Linguistic abstraction
Abstraction and addition to a language, by using already existing concepts of the language
Example: use proc
to define fun
Programming paradigms
- Object oriented
- Objects encapsulate data and methods. Objects send messages and execute operations on receiving messages.
- Imperative
- The program consists of a sequence of statements which update the state of variables. Usually close to the underlying hardware.
- Declarative
- The program specifies what needs to be done and lets the language decide how it is done.
- Functional
- Programs consist of functions that compute values based on input. Pure functions are deterministic and do not have any side effects.
- Lazy execution
- Expressions are not evaluated until they are needed.
- Concurrent
- Programs are able to do several operations at the same time. That is; the order that the operations are executed in does not affect the outcome.
- Logic programming
- A program is a set of logical assertions and can be used to find out if a query is true.
Declarative programming
A program can be considered declarative if it is/have:
- immutable state
- independent of any external state
- deterministic
In other words, every time you run a declarative program with the same input (or just a declarative component) it will give you the same result (i.e. output).
Observational declarativity
A component can be seen as declarative if the definition is, even though the implementation is not
Example: A database with a declarative interface.
Higher-order programming
In higher-order programming you pass procedures/functions/objects as parameters or return values. You can also embedd them in datastuctures. (E.g. pass procedures as arguments to other procedures)
Closure = procedure value.
Four basic operations underlie all techniques in higher order programming
Procedural abstraction
Any statement can be put into a procedure. This simple snippet of code can easily be rewritten to a general procedure that would multiply the variable passed to it by two.
local B = 21 Result in
Result = B * 2
end
And here the equivialent procedure:
proc {MultiplyByTwo B ?R}
R = B * 2
end
Genericity
A generic function lets any specific entity(i.e. any operation or value) in the function body become an argument of the function. Given the above multiplying example, we can make the procedure generic(here, we also use a function, not a prodedure):
declare
fun {ApplyFunction A B F}
{F A B}
end
fun {Multiply A B}
A * B
end
{Show {ApplyFunction 21 2 Multiply}}
In ApplyFunction
, we don't have any values or operations inside the function body. Instead, we extensively use the formal parameters to do our computation. We have to make the function that will act on two inputs, in this example the Multiply
function. The constant
Instantiation
The abillity to return procedure values as results from a procedure call.
The act of passing procedure values to a generic function which again returns a more specific procedure which takes less/other parameters.

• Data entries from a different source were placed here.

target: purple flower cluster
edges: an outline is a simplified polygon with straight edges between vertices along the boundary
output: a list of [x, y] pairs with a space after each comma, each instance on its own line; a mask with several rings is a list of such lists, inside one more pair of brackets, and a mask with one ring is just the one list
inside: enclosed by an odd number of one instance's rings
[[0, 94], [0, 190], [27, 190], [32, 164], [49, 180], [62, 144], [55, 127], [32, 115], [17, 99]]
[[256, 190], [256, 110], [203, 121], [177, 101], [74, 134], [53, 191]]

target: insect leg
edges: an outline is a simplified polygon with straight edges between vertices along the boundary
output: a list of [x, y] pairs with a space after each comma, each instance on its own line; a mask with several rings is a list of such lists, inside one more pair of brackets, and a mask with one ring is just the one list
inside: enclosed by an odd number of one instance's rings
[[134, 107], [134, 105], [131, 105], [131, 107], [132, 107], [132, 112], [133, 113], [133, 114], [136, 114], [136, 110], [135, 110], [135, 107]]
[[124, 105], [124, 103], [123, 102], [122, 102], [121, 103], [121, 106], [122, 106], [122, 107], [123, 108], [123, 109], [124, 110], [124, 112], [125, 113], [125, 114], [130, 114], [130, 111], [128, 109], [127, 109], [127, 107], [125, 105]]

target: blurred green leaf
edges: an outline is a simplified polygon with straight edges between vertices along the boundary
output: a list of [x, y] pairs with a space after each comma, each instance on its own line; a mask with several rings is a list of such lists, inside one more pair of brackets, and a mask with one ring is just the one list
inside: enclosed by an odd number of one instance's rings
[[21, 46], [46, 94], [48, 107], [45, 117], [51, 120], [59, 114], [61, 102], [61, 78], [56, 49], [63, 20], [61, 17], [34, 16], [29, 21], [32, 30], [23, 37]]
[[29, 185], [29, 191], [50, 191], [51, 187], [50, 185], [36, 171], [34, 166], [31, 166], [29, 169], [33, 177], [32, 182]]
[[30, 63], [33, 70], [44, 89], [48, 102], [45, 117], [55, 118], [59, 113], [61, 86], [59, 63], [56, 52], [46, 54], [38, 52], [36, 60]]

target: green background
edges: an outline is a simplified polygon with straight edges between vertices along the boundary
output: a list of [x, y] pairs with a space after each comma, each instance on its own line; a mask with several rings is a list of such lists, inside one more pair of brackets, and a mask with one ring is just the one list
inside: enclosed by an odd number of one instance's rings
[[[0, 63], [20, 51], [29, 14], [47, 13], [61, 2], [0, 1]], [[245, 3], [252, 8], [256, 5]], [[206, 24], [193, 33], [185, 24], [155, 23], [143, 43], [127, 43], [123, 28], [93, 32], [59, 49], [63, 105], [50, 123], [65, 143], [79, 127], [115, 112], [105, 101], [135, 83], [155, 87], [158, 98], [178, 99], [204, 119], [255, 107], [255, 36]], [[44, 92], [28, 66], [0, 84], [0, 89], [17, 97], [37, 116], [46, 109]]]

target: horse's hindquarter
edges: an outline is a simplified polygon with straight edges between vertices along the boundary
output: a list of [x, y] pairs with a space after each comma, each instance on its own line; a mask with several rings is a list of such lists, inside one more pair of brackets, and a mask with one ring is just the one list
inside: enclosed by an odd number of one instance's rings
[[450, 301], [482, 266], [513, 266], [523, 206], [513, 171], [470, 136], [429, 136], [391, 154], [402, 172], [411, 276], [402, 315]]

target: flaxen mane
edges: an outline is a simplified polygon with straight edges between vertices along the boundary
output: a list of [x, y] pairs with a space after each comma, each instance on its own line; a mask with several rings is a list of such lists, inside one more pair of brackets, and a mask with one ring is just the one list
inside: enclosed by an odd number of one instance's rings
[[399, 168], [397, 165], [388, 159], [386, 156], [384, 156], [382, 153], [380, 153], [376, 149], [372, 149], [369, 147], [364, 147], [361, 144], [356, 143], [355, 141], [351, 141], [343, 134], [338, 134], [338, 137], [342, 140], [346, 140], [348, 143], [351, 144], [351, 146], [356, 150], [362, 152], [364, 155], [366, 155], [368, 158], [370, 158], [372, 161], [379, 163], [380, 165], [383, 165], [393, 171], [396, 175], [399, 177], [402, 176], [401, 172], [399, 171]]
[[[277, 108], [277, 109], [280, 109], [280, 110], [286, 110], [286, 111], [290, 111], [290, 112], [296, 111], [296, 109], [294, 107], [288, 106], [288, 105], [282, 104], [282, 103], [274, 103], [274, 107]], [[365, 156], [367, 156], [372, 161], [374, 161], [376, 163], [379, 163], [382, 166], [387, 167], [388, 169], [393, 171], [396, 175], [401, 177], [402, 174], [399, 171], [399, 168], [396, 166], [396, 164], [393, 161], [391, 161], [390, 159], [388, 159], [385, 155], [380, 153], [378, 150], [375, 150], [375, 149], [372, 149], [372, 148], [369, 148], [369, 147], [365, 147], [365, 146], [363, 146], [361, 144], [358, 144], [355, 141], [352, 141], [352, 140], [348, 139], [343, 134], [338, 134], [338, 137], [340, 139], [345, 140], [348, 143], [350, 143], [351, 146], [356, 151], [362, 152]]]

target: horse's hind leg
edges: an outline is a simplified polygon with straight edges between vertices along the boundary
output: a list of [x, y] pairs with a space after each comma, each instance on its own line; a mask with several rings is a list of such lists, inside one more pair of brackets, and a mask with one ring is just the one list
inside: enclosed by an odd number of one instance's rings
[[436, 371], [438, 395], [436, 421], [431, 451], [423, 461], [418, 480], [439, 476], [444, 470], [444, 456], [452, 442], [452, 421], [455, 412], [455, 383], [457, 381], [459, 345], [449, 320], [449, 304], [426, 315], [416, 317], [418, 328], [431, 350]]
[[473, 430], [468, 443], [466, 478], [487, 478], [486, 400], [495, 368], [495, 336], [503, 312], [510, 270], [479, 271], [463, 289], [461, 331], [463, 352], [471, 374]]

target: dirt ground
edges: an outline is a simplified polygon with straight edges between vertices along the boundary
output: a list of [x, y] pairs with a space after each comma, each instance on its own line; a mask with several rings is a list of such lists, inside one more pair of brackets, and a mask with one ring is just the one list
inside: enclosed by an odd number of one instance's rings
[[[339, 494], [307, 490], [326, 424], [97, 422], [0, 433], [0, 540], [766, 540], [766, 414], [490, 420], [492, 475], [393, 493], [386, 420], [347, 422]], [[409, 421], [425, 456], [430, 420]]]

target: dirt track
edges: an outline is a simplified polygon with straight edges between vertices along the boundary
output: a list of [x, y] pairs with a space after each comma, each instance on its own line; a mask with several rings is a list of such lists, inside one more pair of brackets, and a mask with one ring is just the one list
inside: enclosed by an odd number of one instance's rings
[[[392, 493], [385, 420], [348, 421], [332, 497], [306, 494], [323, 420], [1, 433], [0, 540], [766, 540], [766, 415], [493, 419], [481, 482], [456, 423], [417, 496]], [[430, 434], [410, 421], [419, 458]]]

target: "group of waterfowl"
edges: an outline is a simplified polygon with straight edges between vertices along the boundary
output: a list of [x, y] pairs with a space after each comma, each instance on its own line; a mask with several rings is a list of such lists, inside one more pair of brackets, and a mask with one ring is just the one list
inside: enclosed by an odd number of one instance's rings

Given a general sorting function Sort
that requires the unsorted list and a comparison function, we can instantiate this general function to sort various entities.
fun {MakeSort F}
fun {$ L}
{Sort L F}
end
end
% Dont mind this comment $
We can imagine sorting everything from numbers and letters to raccoons with this function. Calling MakeSort instantiates the specification. It returns one sorting rutine out of several possible ones, this is called the instance of the specification.
Embedding
Procedure calues can be put in data structures. An example could be the following:
fun {MultiplyByTwo A}
A * 2
end
local X in
X = [{MultiplyByTwo 1} {MultiplyByTwo 2}]
{Show X} % [2 4]
end
Relational Programming
Relational programming is an approach to programming where procedures are thought of as relations between values, and where no clear distinction between input and output is made.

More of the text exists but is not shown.